Singapore-based company Maecenas “is a marketplace that allows anyone to purchase fractional interests in great works of art, using the ease and efficiency of blockchain technology.” Founder and CEO Marcelo García Casil, explains that the “platform makes it easy to buy asset tokens, which represent a share of a masterpiece, giving everyone access to invest in the greatest artists of all time, such as Picasso, Monet, and Warhol. The artworks on the platform are carefully curated by experts for their cultural significance, quality, and hold of value.” Through the decentralized nature of the platform, Casil notes that “the blockchain means that there isn’t a single source that maintains all the data and records”, it’s more difficult to hack, and less vulnerable to fraud. Casil further stated in our interview: “In the art world, the private nature of transactions makes the market very opaque and difficult for non-art experts to determine what a fair value is to pay. A blockchain art market and online platform creates a clear price discovery mechanism … The use of smart contracts also ensures fair pricing and leverages the efficiencies of using modern technology to minimize fees at scale.” In an asset class typically only available to wealthy patrons, Casil also seeks to “democratize access to fine art ownership.”

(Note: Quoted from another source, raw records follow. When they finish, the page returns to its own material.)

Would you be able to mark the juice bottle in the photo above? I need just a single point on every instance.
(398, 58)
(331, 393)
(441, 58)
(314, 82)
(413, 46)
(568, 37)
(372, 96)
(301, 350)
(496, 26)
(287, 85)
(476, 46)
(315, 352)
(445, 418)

A decade in the making, cryptocurrencies and blockchain technologies have moved beyond prototypes into well developed, highly designed applications. In the midst of a global economic fallout, this may be the time for the accelerated use of these new technologies, where feeling of trust, democratization, and accessibility, and the role of design and art become even more of an imperative. Reflecting on this notion, Norton suggested, “Together these technologies may mark the start of a new digital renaissance for creators.”